Kehadiran pihak perusahaan tersebut hanya membesuk tanpa ada memberikan solusi dalam pengobatan Fanongoni Ndraha. Selanjutnya pihak perusahaan pun memberikan surat anjuran kepada korban untuk berobat ke klinik terdekat pada tanggal 25 Juni 2022 dan surat anjuran berobat kedua pada tanggal 29 Juni 2022, mengapa tidak pada peristiwa kejadian pihak perusahaan memberikan surat tersebut ?, Sebulan setelah peristiwa kejadian baru diberikan surat rujukan berobat, ini kan sangat aneh !,” Sesalnya.
Natalis Zega: “Kondisi korban saat ini sangat memprihatinkan, hidup menumpang dengan keluarga paman yang hanya seorang kuli bangunan”.

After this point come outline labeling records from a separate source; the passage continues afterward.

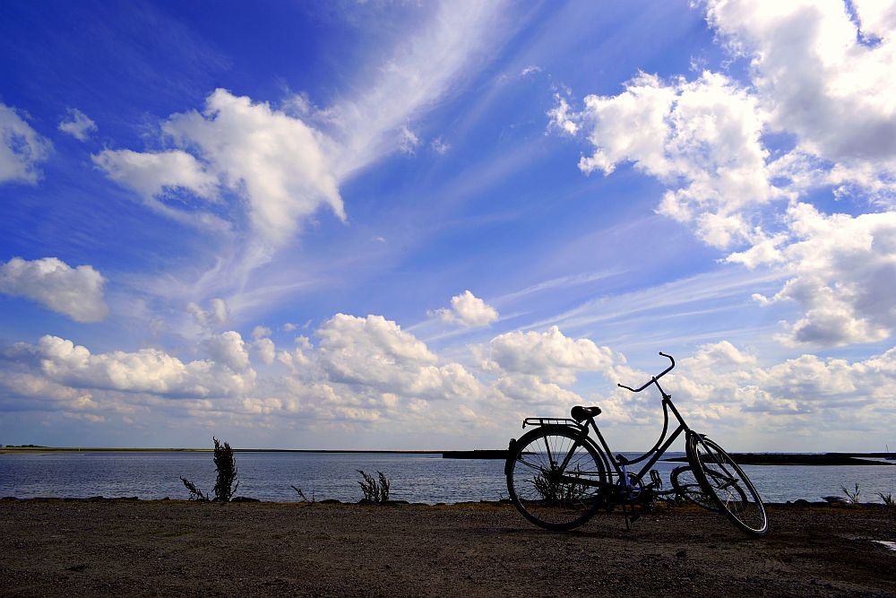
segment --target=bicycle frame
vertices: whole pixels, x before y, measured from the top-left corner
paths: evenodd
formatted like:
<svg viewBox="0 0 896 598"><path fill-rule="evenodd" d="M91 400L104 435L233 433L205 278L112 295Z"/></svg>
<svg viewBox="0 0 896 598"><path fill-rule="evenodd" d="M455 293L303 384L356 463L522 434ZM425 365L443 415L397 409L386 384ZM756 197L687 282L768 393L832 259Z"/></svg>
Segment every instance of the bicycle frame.
<svg viewBox="0 0 896 598"><path fill-rule="evenodd" d="M688 427L687 423L685 421L685 419L682 417L681 413L678 412L678 410L676 409L676 406L672 403L672 395L668 394L666 391L663 390L663 387L659 386L659 379L663 376L665 376L667 373L668 373L673 368L675 368L675 360L673 360L671 356L666 355L665 353L660 353L660 355L668 358L672 361L672 365L667 369L665 369L662 373L651 377L650 382L643 385L640 388L631 388L629 386L625 386L621 384L618 385L619 386L630 390L633 393L640 393L641 391L644 390L650 385L655 385L657 388L659 389L659 394L663 397L662 400L663 431L659 435L659 439L657 440L656 444L653 445L653 447L650 448L646 453L644 453L643 455L642 455L641 456L634 459L627 459L624 457L622 455L616 455L616 456L614 456L613 451L610 450L609 445L607 444L607 439L604 438L603 434L601 434L600 430L598 429L598 425L597 423L595 423L593 417L588 418L587 423L585 424L582 424L579 421L575 421L574 420L567 420L567 419L527 418L523 421L523 427L525 428L527 423L532 422L536 423L536 425L558 425L558 424L565 425L570 428L577 428L581 430L580 438L576 440L576 443L573 446L569 453L564 457L563 463L560 464L559 465L561 471L564 471L566 465L569 463L569 460L572 458L573 454L575 452L575 449L579 446L580 443L581 444L590 443L592 446L595 446L595 447L598 447L597 443L595 443L595 441L589 437L588 428L589 426L590 426L591 429L594 430L595 437L600 443L599 448L603 449L602 451L599 450L598 453L600 454L600 456L603 458L605 467L607 470L610 470L612 466L612 469L616 471L616 473L619 477L619 480L624 482L625 487L631 488L633 483L637 483L638 481L644 479L644 475L650 471L650 468L652 468L653 465L655 465L656 463L659 461L660 458L662 458L663 455L666 454L666 451L668 450L668 447L672 446L672 443L674 443L678 438L678 437L681 436L683 432L685 434L692 433L690 427ZM669 411L672 412L672 414L678 421L678 427L676 428L675 431L672 432L672 434L668 438L666 438L667 433L668 432ZM630 472L628 472L628 465L638 464L644 460L647 460L647 462L642 467L641 471L639 471L637 473L632 474ZM592 484L596 485L597 483L599 483L592 481L583 482L581 480L573 480L573 479L570 479L569 481L574 481L577 483L585 483L586 485L592 485Z"/></svg>

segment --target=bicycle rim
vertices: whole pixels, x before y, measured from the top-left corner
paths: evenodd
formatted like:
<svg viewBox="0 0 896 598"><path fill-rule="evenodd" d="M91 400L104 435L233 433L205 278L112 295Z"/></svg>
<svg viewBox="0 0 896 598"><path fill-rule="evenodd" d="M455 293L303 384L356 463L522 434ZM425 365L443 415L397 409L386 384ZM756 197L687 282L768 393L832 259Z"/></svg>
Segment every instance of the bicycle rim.
<svg viewBox="0 0 896 598"><path fill-rule="evenodd" d="M769 519L759 492L721 446L692 434L687 442L687 456L703 490L735 525L753 536L768 533Z"/></svg>
<svg viewBox="0 0 896 598"><path fill-rule="evenodd" d="M529 521L549 530L571 530L588 521L603 502L604 467L581 433L545 426L516 443L507 468L507 490Z"/></svg>
<svg viewBox="0 0 896 598"><path fill-rule="evenodd" d="M703 490L703 485L697 480L692 468L676 467L672 470L670 481L676 494L685 501L708 511L719 513L719 505L716 504L715 498Z"/></svg>

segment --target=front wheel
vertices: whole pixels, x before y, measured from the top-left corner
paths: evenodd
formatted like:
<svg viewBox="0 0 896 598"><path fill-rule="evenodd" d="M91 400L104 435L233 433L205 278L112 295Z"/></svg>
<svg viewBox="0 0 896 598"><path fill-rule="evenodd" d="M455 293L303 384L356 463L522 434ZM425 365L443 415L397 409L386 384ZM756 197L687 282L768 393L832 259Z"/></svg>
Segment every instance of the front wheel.
<svg viewBox="0 0 896 598"><path fill-rule="evenodd" d="M520 513L548 530L571 530L603 504L606 472L585 433L542 426L513 444L505 466L507 490Z"/></svg>
<svg viewBox="0 0 896 598"><path fill-rule="evenodd" d="M694 477L731 522L752 536L769 533L765 506L744 470L721 446L692 433L687 458Z"/></svg>
<svg viewBox="0 0 896 598"><path fill-rule="evenodd" d="M690 467L676 467L672 470L670 481L676 496L708 511L719 512L712 495L703 490L703 485L697 481L697 476Z"/></svg>

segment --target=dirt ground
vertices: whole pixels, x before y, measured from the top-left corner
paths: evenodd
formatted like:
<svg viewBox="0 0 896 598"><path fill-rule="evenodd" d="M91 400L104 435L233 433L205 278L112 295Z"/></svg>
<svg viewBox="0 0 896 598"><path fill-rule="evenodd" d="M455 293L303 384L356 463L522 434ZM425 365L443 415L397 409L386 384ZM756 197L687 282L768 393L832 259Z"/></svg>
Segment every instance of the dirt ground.
<svg viewBox="0 0 896 598"><path fill-rule="evenodd" d="M2 595L896 596L896 509L676 507L556 533L513 506L0 501Z"/></svg>

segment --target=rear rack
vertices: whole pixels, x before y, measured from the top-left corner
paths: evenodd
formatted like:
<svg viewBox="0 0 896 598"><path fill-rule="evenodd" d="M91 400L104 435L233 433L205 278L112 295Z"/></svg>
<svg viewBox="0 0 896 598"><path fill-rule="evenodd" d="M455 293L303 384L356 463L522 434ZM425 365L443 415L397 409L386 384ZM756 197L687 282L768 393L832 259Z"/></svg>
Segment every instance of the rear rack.
<svg viewBox="0 0 896 598"><path fill-rule="evenodd" d="M526 426L547 426L548 424L559 424L561 426L573 426L574 428L584 428L582 424L569 418L526 418L522 420L522 427Z"/></svg>

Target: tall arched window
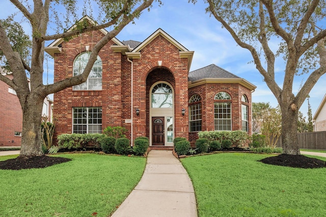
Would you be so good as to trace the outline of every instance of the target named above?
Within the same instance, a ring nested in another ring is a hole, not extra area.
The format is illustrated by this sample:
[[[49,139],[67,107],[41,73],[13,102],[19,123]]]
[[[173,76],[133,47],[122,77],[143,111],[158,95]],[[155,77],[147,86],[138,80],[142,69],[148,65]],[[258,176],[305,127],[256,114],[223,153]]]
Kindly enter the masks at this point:
[[[226,92],[219,92],[214,97],[214,127],[216,131],[230,131],[231,127],[231,97]]]
[[[160,83],[152,89],[152,108],[173,108],[172,89],[168,84]]]
[[[91,55],[90,52],[85,52],[77,56],[73,62],[73,76],[83,73]],[[97,56],[97,59],[93,65],[87,80],[78,85],[74,86],[74,90],[102,89],[102,60]]]
[[[248,106],[244,104],[248,103],[248,99],[246,95],[241,97],[241,120],[242,130],[249,132],[248,127]]]
[[[202,130],[202,98],[198,94],[189,100],[189,131]]]

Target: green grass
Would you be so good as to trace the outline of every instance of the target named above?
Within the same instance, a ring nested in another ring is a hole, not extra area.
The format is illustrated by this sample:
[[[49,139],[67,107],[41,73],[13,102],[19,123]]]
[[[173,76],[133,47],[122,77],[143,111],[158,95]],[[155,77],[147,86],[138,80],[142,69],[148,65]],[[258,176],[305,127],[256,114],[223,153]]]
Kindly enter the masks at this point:
[[[72,161],[43,169],[0,170],[1,216],[107,216],[139,182],[146,164],[144,158],[56,156]]]
[[[326,168],[257,162],[270,156],[225,153],[182,159],[194,184],[199,216],[326,216]]]
[[[312,152],[319,152],[321,153],[326,153],[326,150],[305,149],[303,148],[301,148],[300,150],[303,151],[312,151]]]

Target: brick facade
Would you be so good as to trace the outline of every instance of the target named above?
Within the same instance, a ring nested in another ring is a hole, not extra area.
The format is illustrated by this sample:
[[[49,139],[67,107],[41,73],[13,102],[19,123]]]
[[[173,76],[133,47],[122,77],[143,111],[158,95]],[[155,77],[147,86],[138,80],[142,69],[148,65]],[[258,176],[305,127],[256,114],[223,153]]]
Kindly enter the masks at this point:
[[[107,126],[121,126],[128,130],[126,135],[129,139],[138,136],[150,139],[152,117],[161,116],[165,120],[172,117],[173,137],[183,137],[192,141],[196,139],[197,133],[189,133],[189,97],[195,93],[202,97],[205,117],[203,130],[213,130],[213,98],[219,91],[227,91],[231,96],[232,130],[240,129],[241,96],[246,95],[251,111],[250,90],[237,83],[207,83],[188,88],[188,74],[193,52],[188,51],[163,31],[155,33],[133,50],[113,40],[103,47],[98,54],[102,62],[101,90],[73,90],[70,87],[54,95],[53,113],[58,118],[55,138],[59,135],[73,132],[74,107],[101,107],[102,130]],[[86,51],[88,46],[91,51],[103,34],[97,30],[81,34],[68,42],[53,43],[51,46],[60,43],[61,49],[52,54],[55,58],[55,82],[72,76],[76,57]],[[151,88],[160,82],[171,87],[173,97],[172,108],[162,109],[161,113],[160,109],[152,108],[150,103]],[[185,110],[184,115],[181,113],[183,108]],[[140,111],[139,115],[135,114],[136,109]],[[250,121],[250,128],[251,126]],[[165,141],[166,146],[173,145]]]

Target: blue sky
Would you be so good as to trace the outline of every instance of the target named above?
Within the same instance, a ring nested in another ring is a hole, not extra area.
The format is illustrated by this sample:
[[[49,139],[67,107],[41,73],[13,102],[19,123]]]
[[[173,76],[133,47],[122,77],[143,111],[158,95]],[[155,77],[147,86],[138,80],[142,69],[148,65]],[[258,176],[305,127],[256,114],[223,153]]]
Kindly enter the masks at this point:
[[[252,60],[249,51],[237,46],[230,34],[222,28],[215,18],[205,13],[206,5],[201,1],[195,5],[188,3],[188,0],[163,2],[163,6],[158,7],[157,3],[154,3],[150,12],[144,11],[140,18],[135,20],[134,24],[127,25],[116,38],[121,41],[132,40],[142,42],[161,28],[188,50],[195,51],[191,71],[215,64],[257,86],[253,93],[253,102],[269,102],[272,107],[277,106],[277,101],[263,81],[262,76],[254,64],[249,63]],[[15,11],[7,2],[1,4],[8,10],[3,11],[4,12],[0,15],[0,19]],[[29,28],[28,25],[24,27],[28,29]],[[277,47],[277,42],[274,42],[272,49],[276,50]],[[48,64],[48,70],[44,65],[43,78],[45,83],[47,79],[51,83],[53,82],[53,60],[49,59]],[[284,69],[284,61],[279,59],[276,67],[276,77],[279,85],[282,83]],[[306,75],[299,76],[295,80],[294,94],[306,77]],[[325,83],[326,76],[324,75],[309,94],[313,116],[326,93]],[[307,116],[307,101],[300,110]]]

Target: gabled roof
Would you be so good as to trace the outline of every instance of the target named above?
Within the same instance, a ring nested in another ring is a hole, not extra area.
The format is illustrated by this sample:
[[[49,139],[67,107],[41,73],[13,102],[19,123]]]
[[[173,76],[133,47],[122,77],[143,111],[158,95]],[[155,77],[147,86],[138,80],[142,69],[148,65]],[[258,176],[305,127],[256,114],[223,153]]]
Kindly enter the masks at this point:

Natalis Zega menjelaskan, saat ini kondisi korban Fanongoni Ndraha sangat memprihatinkan, selain kondisi luka kaki kanannya yang hampir membusuk, kondisi ekonomi keluarga untuk menghidupi istri dan tiga anaknya pun sudah memberatkan. Demi meminimalisir pengeluaran rumah kontrakan, saat ini, Kliennya tersebut pun terpaksa menumpang hidup di rumah keluarga pamannya yang hanya berprofesi sebagai kuli bangunan.
“Jadi terkait permintaan kompensasi Rp600 juta yang dimaksudkan olehnya, karena tidak adanya itikad baik dari pihak perusahan mulai terjadinya kecelakaan kerja, nilai seperti itu sudah sangat murah bila dibandingkan dengan Keselamatan jiwa klien kami,” katanya.